Elif is at the end of her fourth year of her PhD, studying the working lives of female refugee communities in the Global South. She tells us about the agency of silence, addressing gendered stigma and the refugees’ persistence in living honourable lives.
What drove you to choose Bath for your PhD?
I wanted to focus on the working lives of Syrian refugee women who became domestic workers in Turkey after fleeing from the Syrian war. I found that the School of Management is highly interdisciplinary, with many scholars researching fascinating subjects.
I reached out to my supervisor, Professor Nancy Harding, after discovering her innovative work on gender and identity, which combines philosophy and sociology. My second supervisor, Dr Deborah Brewis, was also interested in working with female refugee populations, as she focuses on critical theory and identity.
I wanted to work with these excellent scholars, so they and Bath’s University Research Studentship Award led me to do my PhD here.
What is your research topic and how did you decide on it?
I explore how Syrian women, who once led comfortable lives in Syria but were forced into exile by war, strive to protect their honour and dignity but are now compelled to take on doubly stigmatised work to support their children.
I completed my master’s in political science with a focus on anthropology, and I also studied political science as an undergraduate. Since the beginning of my BA in 2010, I have been actively involved in NGOs, organising human rights workshops as well as policy-focused symposiums and conferences. I believe all of this led me to pursue this topic.
What initially sparked your interest in the topic?
After completing my MA, I started working for an international NGO focused on education, which gave me the opportunity to work in Kabul, Afghanistan, in 2018. I believe this is where my interest in how people live in conflict-prone areas and experience displacement deepened.
I had Afghan colleagues in our branch whose wives and children had to live in the countryside with their parents, and whenever we heard the sound of a bomb, they would call their families. I think it was being there and witnessing these moments that drove me to work on this topic.
I became interested in understanding how people flee war, find themselves in a completely strange country, and then make a living there – especially as women who lost their husbands, homes and livelihoods, and who were themselves sometimes tortured and imprisoned.
As a feminist, I became deeply interested in refugee women's lives and wanted to explore how they rebuild their lives from scratch in Turkey.
What are your findings so far?
I have worked with 76 refugee women throughout my ethnography, which I conducted between 2021 and 2022. In mainstream refugee studies and in the media, refugees are portrayed as passive individuals devoid of agency.

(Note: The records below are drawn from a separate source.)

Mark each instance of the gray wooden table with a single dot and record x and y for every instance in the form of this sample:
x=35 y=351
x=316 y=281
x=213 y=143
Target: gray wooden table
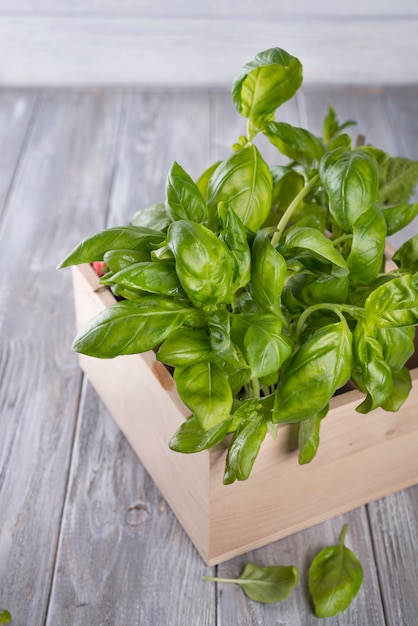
x=85 y=537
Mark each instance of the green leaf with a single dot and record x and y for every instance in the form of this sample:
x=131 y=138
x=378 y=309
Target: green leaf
x=269 y=80
x=205 y=389
x=335 y=578
x=191 y=438
x=244 y=448
x=407 y=256
x=185 y=346
x=262 y=341
x=183 y=198
x=296 y=143
x=399 y=216
x=368 y=246
x=119 y=238
x=244 y=182
x=268 y=272
x=203 y=263
x=5 y=617
x=264 y=584
x=351 y=182
x=154 y=216
x=132 y=326
x=309 y=436
x=399 y=177
x=301 y=392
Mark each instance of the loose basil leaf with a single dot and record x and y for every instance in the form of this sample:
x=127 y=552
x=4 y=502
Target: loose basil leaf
x=153 y=277
x=132 y=326
x=203 y=263
x=351 y=182
x=296 y=143
x=368 y=246
x=244 y=182
x=300 y=392
x=399 y=216
x=262 y=341
x=119 y=238
x=219 y=324
x=191 y=438
x=235 y=237
x=264 y=584
x=205 y=389
x=183 y=198
x=335 y=578
x=203 y=180
x=117 y=260
x=265 y=83
x=185 y=346
x=407 y=256
x=154 y=216
x=309 y=436
x=399 y=177
x=402 y=385
x=268 y=272
x=395 y=303
x=376 y=375
x=244 y=448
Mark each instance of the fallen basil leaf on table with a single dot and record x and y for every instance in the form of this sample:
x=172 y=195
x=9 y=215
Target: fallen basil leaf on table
x=264 y=584
x=335 y=577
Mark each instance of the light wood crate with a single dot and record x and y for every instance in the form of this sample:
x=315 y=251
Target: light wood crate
x=361 y=457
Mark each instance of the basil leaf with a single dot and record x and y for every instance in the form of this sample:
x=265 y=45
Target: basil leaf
x=368 y=246
x=132 y=326
x=244 y=182
x=300 y=392
x=203 y=263
x=395 y=303
x=335 y=578
x=117 y=238
x=185 y=346
x=235 y=237
x=153 y=277
x=244 y=448
x=268 y=584
x=269 y=80
x=351 y=182
x=309 y=436
x=268 y=272
x=154 y=216
x=183 y=198
x=205 y=389
x=407 y=256
x=398 y=179
x=191 y=438
x=262 y=341
x=298 y=144
x=399 y=216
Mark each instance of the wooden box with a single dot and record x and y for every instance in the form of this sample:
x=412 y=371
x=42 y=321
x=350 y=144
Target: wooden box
x=361 y=457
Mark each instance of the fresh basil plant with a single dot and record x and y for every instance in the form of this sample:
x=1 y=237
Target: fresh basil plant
x=265 y=287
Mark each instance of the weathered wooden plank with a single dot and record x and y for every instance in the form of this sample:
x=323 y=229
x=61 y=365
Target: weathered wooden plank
x=299 y=550
x=207 y=9
x=62 y=185
x=123 y=557
x=77 y=50
x=16 y=109
x=393 y=519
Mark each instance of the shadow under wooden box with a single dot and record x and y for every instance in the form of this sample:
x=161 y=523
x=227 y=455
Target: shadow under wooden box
x=361 y=457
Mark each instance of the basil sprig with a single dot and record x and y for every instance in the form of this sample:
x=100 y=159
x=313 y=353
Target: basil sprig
x=265 y=287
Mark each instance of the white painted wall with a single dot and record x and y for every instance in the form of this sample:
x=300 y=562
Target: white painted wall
x=202 y=42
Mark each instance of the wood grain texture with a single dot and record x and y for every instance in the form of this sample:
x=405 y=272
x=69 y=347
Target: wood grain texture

In my research, I’ve found multiple forms of agency that refugee women enact, even in the seemingly impossible situations they face after fleeing war with their children and arriving in a strange country. They refuse to be identified as ‘refugees’; they perceive themselves as ‘honourable’ women, and they make significant efforts to protect their own and their children’s dignity. When they construct themselves as workers, they do so in a way that allows them to maintain their honour, dignity, culture, religion and values.
For instance, in my first paper, I find out how these women practise agentive silences to enable them to feed their children while carrying out stigmatised work that could destroy their honourable identity. Domestic work is heavily stigmatised in the Syrian community, yet it is the only type of work available for these women. If they perform this work, they risk becoming dishonourable women; if they don’t, they cannot feed their children. I explore how women resolve this complexity through agentive silence, which allows them to work while maintaining their honourable identity.
In my second paper, I examine the resistance these women enact – they refuse to be identified as refugees and reject the cultural stigma, and employ micro resistances. While doing this, I also interviewed employers who hire them. So, in my third paper, I will explore employer subjectivity in the Global South.
What are the real-world implications of your research?
We are currently facing the largest humanitarian catastrophe since World War II. There are 117 million forcibly displaced people globally, including nearly 38 million refugees – most of whom are from Syria, Afghanistan, Venezuela, South Sudan and Ukraine.
85% of these refugees are hosted by countries in the Global South but most studies of refugees are of those living in the Global North.
Through my research, I aim to amplify the voices, silences, feelings and experiences of Syrian refugee women, bringing them to the forefront of public consideration with the goal of contributing to improvements in their living and working standards. I especially interrogate what the identification of ‘refugee’ brings to their lives, with its political, economic and sociological connotations.
One of my primary goals with my research is to contribute to the understanding of ‘refugees’. I ask questions such as: how can we see them as humans, friends, sisters, and brothers rather than as refugees or numbers? I believe we need to push hard for this.
What advice would you offer to others studying or considering a PhD?
A PhD is a long but very rewarding process. I’d recommend choosing a topic you're passionate about. Having supervisors who share your excitement is key – because that excitement is what takes you to your desk over four or five, years especially if you are doing qualitative study.
Our PhD office provides a bright, productive, and inspiring environment and the School is home to very successful and innovative academics. Bath is a great and very supportive place to study: join us!